Watching them alone, it can be hard to achieve just the right effect. Instead of being the worldly wise viewer who is aware of the irony of watching a show just to laugh at it, seeing The Bachelorette without someone to comment on it with could turn me into the same zombie that has seen every episode of Say Yes to the Dress on TLC (I'm convinced this show is just some sort of advertising conspiracy that people like me have bought into. That being said, I want to buy my wedding dress at Kleinfeld). But I won't let reality TV do that to me.
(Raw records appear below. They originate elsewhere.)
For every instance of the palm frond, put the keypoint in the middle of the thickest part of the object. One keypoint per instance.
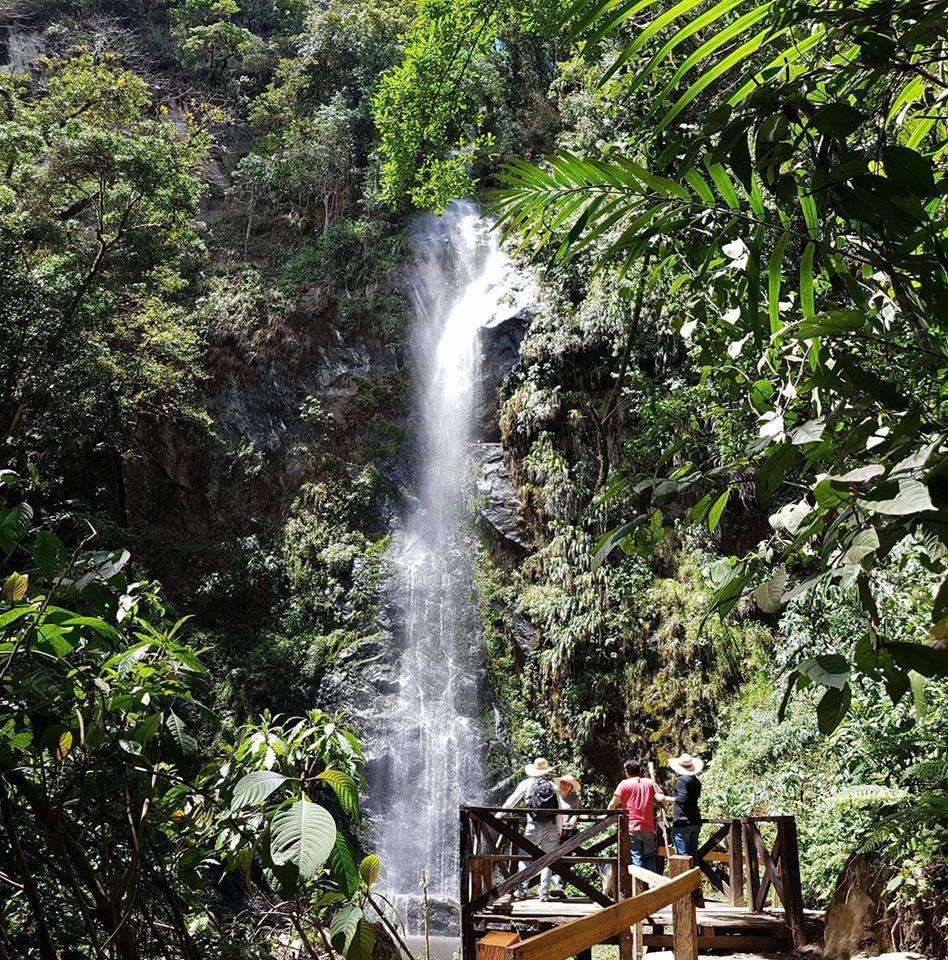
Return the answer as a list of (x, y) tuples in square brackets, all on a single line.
[(861, 795)]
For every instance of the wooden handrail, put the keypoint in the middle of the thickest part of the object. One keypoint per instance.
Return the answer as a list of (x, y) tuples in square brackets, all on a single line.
[(581, 811), (578, 935), (648, 876), (534, 867), (531, 849)]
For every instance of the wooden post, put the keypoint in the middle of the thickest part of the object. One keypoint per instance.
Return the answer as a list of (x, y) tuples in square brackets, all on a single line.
[(735, 864), (638, 947), (790, 877), (468, 946), (623, 880), (751, 867), (684, 914)]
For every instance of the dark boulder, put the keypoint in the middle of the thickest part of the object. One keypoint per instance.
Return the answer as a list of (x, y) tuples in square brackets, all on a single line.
[(498, 505)]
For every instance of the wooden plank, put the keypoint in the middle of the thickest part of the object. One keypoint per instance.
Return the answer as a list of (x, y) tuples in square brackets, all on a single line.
[(624, 881), (647, 876), (751, 869), (610, 922), (492, 946), (792, 888), (581, 812), (468, 944), (771, 876), (516, 858), (623, 856), (540, 863), (713, 856), (684, 920), (736, 944), (735, 865), (511, 833), (638, 945), (714, 876), (707, 848)]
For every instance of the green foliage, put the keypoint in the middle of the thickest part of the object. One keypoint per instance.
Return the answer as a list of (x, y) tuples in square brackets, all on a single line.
[(426, 106), (207, 35), (764, 147), (95, 233), (110, 780)]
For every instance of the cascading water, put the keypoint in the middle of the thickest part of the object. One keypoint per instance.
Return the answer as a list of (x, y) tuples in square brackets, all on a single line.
[(432, 740)]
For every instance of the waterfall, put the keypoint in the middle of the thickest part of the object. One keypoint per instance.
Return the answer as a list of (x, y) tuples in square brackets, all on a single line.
[(432, 740)]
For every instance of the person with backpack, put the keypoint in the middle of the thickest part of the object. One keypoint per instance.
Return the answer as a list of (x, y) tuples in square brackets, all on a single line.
[(538, 793), (638, 795)]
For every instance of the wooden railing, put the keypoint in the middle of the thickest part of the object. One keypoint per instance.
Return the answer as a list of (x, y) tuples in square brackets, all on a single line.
[(614, 922), (752, 862), (493, 846)]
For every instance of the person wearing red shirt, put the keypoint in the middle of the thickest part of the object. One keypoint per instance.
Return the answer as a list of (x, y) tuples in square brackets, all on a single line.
[(638, 795)]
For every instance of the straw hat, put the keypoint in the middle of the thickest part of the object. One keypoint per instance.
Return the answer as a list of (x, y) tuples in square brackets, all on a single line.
[(539, 768), (687, 765), (568, 778)]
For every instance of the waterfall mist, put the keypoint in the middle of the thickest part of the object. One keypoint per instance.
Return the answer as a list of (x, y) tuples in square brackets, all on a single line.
[(433, 741)]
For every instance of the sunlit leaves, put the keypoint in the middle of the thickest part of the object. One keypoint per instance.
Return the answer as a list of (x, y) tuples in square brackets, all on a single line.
[(15, 587), (253, 788), (304, 835)]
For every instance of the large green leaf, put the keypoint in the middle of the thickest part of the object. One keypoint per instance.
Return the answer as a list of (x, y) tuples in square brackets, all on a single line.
[(14, 522), (254, 788), (911, 497), (369, 869), (344, 926), (828, 669), (929, 661), (832, 708), (342, 866), (182, 737), (362, 946), (345, 789), (303, 834)]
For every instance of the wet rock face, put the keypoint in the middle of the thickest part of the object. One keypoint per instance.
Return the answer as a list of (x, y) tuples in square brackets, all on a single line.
[(498, 505), (499, 342)]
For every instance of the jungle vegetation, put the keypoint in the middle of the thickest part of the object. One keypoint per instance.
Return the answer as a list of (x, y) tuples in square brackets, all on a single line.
[(727, 432)]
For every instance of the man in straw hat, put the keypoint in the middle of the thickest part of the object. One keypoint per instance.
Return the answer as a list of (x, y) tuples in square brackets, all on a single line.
[(539, 794), (570, 789), (686, 821)]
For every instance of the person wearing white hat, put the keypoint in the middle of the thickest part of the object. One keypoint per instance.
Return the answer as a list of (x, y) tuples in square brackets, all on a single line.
[(686, 822), (538, 792), (568, 825)]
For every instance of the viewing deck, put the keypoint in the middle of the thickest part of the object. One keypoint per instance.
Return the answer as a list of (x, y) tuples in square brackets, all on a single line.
[(751, 864)]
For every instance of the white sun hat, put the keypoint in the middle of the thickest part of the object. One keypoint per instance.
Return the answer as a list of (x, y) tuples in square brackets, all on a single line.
[(687, 765), (539, 768), (568, 778)]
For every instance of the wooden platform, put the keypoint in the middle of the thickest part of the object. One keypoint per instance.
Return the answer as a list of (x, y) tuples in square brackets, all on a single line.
[(720, 925), (750, 865)]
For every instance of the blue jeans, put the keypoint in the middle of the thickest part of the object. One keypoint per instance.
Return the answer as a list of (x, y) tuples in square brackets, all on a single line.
[(546, 836), (686, 840), (643, 848)]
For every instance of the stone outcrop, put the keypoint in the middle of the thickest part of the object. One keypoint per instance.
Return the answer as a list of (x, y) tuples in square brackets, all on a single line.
[(499, 346), (498, 505)]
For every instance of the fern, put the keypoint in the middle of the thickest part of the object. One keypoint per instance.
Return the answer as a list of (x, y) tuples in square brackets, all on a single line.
[(929, 772), (868, 795)]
Watching these shows is just the perfect exercise in tongue-in-cheek humor. We don't actually believe that these people are going to find the loves of their lives on TV. We don't think that you can see two people form a committed relationship in a game show-like atmosphere. We don't even know that the events we're watching aren't 100 percent staged.

It's why a show like Burning Love that is a full-on parody of The Bachelor can be such a pleasant mode of entertainment. Almost as good as the actual show, if not for its short length and occasionally disturbing tips into the realm of the off-beat, I've seen every episode in the web series.

For this reason, I feel I need no explanation for my love. Or for my desire to cultivate a community of fellow Bachelorette fans. Why should I defend what I know does not reflect badly on me?

The past few weeks have had me trying to convince at least two of my friends into watching The Bachelorette. The feat might be a lost cause, except for the fact that there is a legitimate argument in favor of watching this show. It's funny. Legitimately funny.

I just wish more people understood.

I think that's the true motto of anyone who watches these shows. The fact of the matter is we're being taunted for taunting what we know is ridiculous. And just to go along with the southern theme of this season (the Bachelorette is from North Carolina), everyone would be better off if y'all understood.